Brasil está acelerando las pruebas para aumentar la proporción de biodiésel en el diésel convencional, como respuesta a la suba de precios de los combustibles provocada por la guerra en Medio Oriente. El gobierno brasileño evalúa elevar la mezcla obligatoria de biodiésel del 15% actual hasta un 20%, en un intento por reducir su dependencia del petróleo importado y fortalecer su seguridad energética.
El aumento en la demanda de biodiésel podría impulsar las exportaciones de soja, ya que Brasil es el mayor productor mundial de esta oleaginosa. Gran parte de su producción se destina a China, donde se utiliza para elaborar alimentos para animales. La industria brasileña de biocombustibles ve en la crisis energética global una oportunidad para expandir el uso del diésel a base de soja y el etanol en la gasolina.
Para acelerar el proceso, el gobierno está considerando contratar más laboratorios para realizar las pruebas técnicas. Actualmente, con un solo laboratorio, el proceso podría demorar hasta 14 meses, pero con la incorporación de más instalaciones, el plazo podría reducirse a apenas cuatro meses. El sector privado ha ofrecido compartir los costos de las pruebas para agilizar la aprobación de las nuevas mezclas.

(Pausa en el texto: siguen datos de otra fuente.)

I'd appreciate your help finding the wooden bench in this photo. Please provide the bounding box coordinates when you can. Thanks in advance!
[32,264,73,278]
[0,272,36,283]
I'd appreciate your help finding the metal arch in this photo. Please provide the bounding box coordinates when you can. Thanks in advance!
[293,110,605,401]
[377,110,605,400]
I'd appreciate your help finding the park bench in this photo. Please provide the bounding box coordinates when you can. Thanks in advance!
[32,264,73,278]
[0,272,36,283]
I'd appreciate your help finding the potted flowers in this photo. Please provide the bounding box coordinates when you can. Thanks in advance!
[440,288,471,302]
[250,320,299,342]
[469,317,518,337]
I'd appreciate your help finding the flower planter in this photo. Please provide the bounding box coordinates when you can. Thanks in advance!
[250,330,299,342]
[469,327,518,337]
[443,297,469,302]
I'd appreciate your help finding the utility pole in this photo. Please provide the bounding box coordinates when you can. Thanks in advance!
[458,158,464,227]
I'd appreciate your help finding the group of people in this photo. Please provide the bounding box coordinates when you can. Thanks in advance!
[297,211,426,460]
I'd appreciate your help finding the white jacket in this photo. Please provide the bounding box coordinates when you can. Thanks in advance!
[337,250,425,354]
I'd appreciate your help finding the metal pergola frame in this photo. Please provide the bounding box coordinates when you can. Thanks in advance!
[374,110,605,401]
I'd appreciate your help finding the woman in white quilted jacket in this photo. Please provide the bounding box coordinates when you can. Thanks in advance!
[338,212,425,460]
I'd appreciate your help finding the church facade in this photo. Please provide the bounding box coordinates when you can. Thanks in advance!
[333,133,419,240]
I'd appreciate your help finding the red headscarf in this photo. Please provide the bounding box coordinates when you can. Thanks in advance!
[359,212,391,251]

La iniciativa cuenta con el respaldo de AliancaBiodiesel, una nueva alianza entre Abiove, la asociación de la industria de la soja, y Aprobio, el grupo de biocombustibles. Esta alianza también promueve la realización de pruebas en equipos y aboga por una mayor flexibilidad para que los consumidores puedan utilizar biodiésel en cualquier proporción de mezcla de manera voluntaria.

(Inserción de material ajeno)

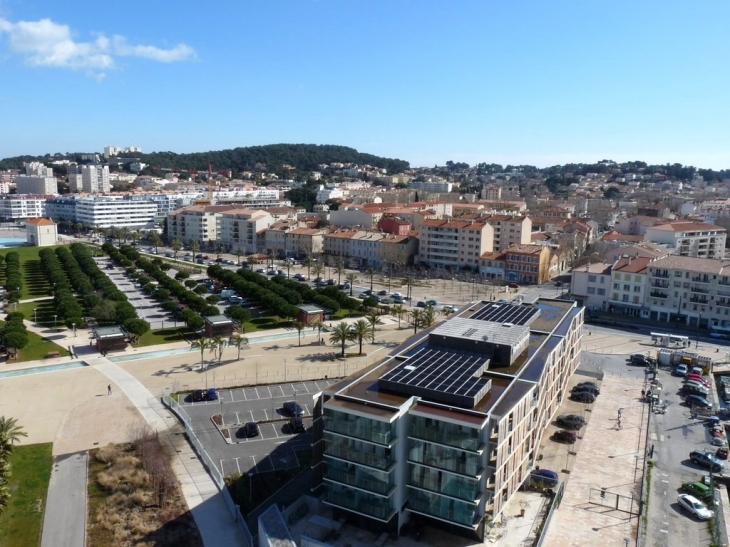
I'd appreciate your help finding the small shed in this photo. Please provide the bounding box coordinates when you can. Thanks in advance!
[203,315,233,338]
[91,325,129,354]
[297,304,330,325]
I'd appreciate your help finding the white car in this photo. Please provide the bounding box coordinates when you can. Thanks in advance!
[677,494,713,520]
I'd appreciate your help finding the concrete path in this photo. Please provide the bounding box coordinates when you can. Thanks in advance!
[41,452,88,547]
[85,357,245,546]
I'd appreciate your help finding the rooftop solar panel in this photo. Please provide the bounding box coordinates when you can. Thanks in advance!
[380,348,491,408]
[470,303,540,325]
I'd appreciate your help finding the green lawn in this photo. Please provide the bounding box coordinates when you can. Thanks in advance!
[0,247,54,300]
[0,443,53,547]
[0,321,68,364]
[135,327,192,347]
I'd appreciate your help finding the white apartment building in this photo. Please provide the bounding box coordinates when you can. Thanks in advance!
[76,196,157,228]
[15,175,58,195]
[0,194,48,220]
[218,208,274,254]
[644,221,727,259]
[408,180,454,193]
[418,220,494,270]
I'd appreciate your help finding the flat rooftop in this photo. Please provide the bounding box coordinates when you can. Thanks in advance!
[325,299,580,424]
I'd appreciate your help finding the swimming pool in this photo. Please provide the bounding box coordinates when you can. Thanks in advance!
[0,361,89,379]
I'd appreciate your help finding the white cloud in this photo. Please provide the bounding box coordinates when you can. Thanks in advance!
[0,18,195,77]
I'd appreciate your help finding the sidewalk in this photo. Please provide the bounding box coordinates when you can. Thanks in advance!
[87,357,244,546]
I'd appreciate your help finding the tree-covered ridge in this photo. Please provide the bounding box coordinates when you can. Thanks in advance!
[0,144,409,173]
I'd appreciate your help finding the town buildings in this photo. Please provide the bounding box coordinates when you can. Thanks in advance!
[314,299,583,539]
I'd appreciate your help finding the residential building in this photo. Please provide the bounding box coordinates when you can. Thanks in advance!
[504,245,551,284]
[15,175,58,195]
[0,194,53,220]
[418,220,494,270]
[76,196,157,229]
[284,228,325,258]
[218,208,274,254]
[25,218,58,247]
[570,262,613,311]
[608,256,652,316]
[644,221,727,259]
[313,299,583,541]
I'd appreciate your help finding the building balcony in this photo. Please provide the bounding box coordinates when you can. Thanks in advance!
[323,491,395,522]
[324,469,395,497]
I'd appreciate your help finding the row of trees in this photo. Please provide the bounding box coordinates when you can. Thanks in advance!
[0,416,28,514]
[0,251,23,302]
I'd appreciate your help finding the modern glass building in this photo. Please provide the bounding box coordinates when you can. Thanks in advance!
[314,299,583,538]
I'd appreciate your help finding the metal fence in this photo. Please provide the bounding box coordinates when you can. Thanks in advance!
[535,482,565,547]
[162,395,255,547]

El biodiésel brasileño es actualmente más barato que el diésel convencional, lo que refuerza los argumentos a favor de las mezclas más altas. “Tenemos un activo que garantiza la seguridad energética y que nunca estará en falta, ya que Brasil tiene abundante materia prima”, afirmó Andre Nassar, jefe de Abiove, en declaraciones a Reuters. Además, señaló que la guerra en Medio Oriente podría prolongarse, lo que hace urgente completar las pruebas en un plazo más corto.

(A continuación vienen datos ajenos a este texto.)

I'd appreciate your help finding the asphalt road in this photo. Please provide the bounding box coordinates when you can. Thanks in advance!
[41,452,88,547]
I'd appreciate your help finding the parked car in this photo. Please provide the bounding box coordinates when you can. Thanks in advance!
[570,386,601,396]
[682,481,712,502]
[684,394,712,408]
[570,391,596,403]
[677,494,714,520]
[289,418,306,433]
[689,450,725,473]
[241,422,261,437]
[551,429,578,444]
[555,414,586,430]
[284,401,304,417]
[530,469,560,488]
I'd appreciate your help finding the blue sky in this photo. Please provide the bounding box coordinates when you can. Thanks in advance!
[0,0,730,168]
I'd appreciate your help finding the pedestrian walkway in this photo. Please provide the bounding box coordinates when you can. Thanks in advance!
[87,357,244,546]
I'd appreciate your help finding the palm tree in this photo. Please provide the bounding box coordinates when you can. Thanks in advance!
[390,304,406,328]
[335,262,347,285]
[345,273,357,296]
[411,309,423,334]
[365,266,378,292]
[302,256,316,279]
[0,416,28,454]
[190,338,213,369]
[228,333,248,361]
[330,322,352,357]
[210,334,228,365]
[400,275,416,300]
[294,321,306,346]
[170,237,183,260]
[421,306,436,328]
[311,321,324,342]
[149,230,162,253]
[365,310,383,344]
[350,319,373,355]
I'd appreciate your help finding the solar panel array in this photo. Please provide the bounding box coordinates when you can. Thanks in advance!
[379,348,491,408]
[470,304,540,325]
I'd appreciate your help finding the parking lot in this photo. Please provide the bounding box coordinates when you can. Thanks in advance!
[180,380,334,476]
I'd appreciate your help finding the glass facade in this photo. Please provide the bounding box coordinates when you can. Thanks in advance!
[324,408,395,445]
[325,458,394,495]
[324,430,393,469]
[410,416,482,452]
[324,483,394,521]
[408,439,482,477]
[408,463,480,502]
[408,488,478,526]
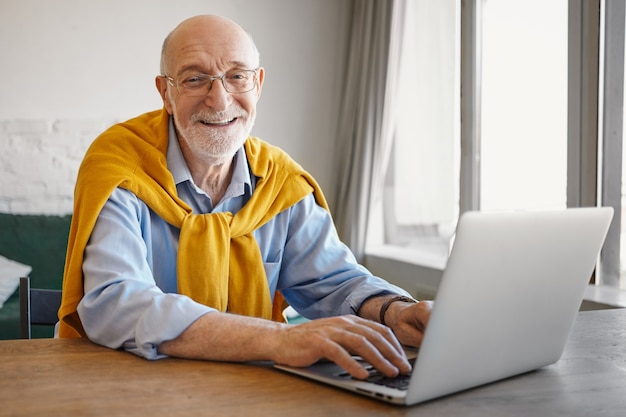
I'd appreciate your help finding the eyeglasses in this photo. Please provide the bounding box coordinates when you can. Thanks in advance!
[162,68,259,97]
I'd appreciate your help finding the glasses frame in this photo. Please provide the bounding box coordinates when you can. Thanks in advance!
[161,67,261,97]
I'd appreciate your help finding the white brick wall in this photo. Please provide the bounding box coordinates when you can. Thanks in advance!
[0,119,113,215]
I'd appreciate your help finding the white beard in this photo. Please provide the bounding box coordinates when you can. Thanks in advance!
[177,109,254,165]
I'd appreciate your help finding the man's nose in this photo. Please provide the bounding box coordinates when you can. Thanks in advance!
[204,77,231,111]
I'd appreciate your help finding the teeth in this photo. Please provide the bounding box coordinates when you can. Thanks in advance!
[203,119,234,126]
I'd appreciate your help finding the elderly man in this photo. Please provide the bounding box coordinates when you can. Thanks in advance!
[59,16,430,378]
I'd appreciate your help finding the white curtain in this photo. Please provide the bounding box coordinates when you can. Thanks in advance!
[334,0,405,260]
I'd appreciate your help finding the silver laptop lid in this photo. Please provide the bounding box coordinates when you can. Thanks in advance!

Brasil importa aproximadamente una cuarta parte del diésel que consume, por lo que el aumento en el uso de biodiésel podría mejorar significativamente su independencia energética. Esta medida no solo beneficiaría al país, sino que también podría tener un impacto positivo en el mercado global de combustibles, al reducir la presión sobre los suministros de petróleo en un contexto de incertidumbre geopolítica.